When we choose conservative procedure; the splenic cyst is evacuated using a large-gauge sump drain, and the residual cavity is filled with a 15% saline solution. These techniques are used for superficial cysts, cysts localized in one pole of the spleen, or cysts that are unresectable due to extensive adhesions. Partial splenectomy is a hemorrhagic operation because it is difficult to have vascular control when incising the splenic tissue, whereas unroofing the cyst wall leaves behind the pericystic layer and a residual cavity, which carries the risk of postoperative infection [8,9]. Total splenectomy is the preferred approach undertaken in cases with larger, multiple, and symptomatic cysts of central or hilar location or in cases with simultaneous involvement of other organs [6,8]. For the above reasons and the possibility of multiple splenic cysts, we think like many authors are in favor of splenectomy for the treatment of spleen hydatid disease. Total splenectomy was uses in 60% to our patients. Partial excision with omentoplasty is reserved for cases with unresectable cysts tightly adherent to adjacent structures. Splenic salvage is also justified for pediatric cases to avoid septic complications [9-11]. In fact sepsis-related mortality rates are 4% in children and 1.9% in adults. In the case of associated hepatic involvement, splenectomy is followed by surgical management of hepatic cysts, usually omentoplasty. Many others show recurrence rate after total splenectomy do not differ significantly from spleen-preserving surgery and complication rates are also comparable. In fact Atmatzidis, et al. [12] compared splenectomy and spleen-preserving surgery. There was no significant difference between the splenectomy and spleenpreserving groups concerning median hospital stay and post-operative complication rate. The median follow-up was 52 months. Recurrence occurred in 12% patients in the splenectomy group and in 14% patients in the spleenpreserving group. The study concluded there showed no significant increase in recurrence between the two surgical approaches.
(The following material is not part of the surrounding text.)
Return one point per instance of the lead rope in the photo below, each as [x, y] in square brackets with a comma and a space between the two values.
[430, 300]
Laparoscopic [13-15] and robotic procedures [16] have also been described among surgical treatments. However, there is great reluctance to implement these procedures for fear that rupture of the cyst may lead to intraperitoneal dissemination of cystic contents, thereby inducing anaphylactic shock and recurrence. In our experience we have done laparoscopic splenectomy for other begnin tumor of the spleen but not in hydatid disease. Medical treatment is still controversial. For some authors Preoperative administration of anthelmintic drugs softens the cysts, reduces intracystic pressure facilitating their removal, and postoperative use reduces the rate of recurrence [16-19]. In our experience we haven’t use medical treatment as exclusive for hydatid cyst of the spleen.
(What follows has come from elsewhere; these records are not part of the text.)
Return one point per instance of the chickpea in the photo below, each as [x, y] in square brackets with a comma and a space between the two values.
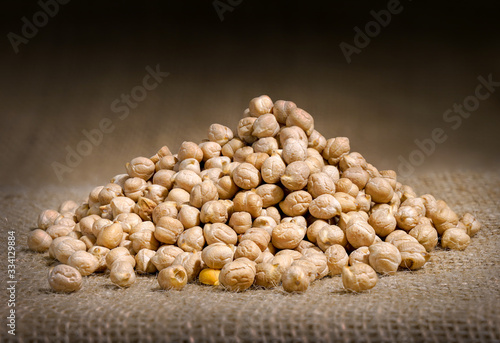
[359, 277]
[63, 278]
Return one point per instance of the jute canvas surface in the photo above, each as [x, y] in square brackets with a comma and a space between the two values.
[454, 298]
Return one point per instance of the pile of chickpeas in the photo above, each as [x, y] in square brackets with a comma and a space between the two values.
[274, 203]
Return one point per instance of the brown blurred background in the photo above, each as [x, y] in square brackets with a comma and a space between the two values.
[396, 90]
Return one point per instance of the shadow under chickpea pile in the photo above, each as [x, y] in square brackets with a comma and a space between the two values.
[275, 203]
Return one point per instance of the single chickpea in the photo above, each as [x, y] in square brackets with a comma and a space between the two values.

Despite the number of therapies now available, recurrence remains one of the major problems in the management of hydatid disease, ranging from 4.6% to 22.0% [20-23] in different series. The main reasons for recurrence appeared to be microscopic spillage of live parasites, failure to remove all viable cysts at inaccessible or difficult locations, or leaving a residual cyst wall at the initial operation. The fact that appropriate primary treatment failed owing to “vitality” of the parasite, more radical treatment might be indicated. In patients with recurrence after evacuation of cyst contents, complete cyst resection could appear to be reasonable, so long as it would be done safely. However, these radical operations are technically more difficult, and reoperations have higher morbidity and mortality rates. In most recurrent cases, conservative treatment (repeat evacuation with or without partial cystectomy) can be done [22]. Adjuvant medical treatment should be indicated in patients with recuurent hydatid cyst.
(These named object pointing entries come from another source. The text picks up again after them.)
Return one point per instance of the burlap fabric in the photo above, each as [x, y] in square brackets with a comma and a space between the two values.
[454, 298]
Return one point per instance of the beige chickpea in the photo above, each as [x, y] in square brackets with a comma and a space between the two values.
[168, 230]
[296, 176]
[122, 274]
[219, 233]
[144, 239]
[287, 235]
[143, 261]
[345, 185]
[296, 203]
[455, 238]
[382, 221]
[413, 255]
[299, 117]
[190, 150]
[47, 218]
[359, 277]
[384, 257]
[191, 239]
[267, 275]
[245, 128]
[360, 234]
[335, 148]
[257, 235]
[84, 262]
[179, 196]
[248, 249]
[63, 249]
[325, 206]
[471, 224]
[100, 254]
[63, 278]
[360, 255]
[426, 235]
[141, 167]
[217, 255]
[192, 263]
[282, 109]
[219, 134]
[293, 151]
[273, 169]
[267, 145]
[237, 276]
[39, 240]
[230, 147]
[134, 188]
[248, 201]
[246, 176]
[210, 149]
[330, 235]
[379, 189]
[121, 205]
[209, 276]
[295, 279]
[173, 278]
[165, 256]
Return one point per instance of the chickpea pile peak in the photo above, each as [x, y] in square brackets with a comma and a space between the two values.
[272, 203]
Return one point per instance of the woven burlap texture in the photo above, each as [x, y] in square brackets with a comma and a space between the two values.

Hydatid cyst Management of a splenic hydatid cyst is not consensual. Surgery remains the treatment of choice to avoid serious complications. Total splenectomy is optimal because it provides definitive treatment. However, spleen-preserving surgery is the preferred treatment in some selected patients. The place of laparoscopic and robotic treatment is controversial. In our study, there is no recurrence in patient followed regularly.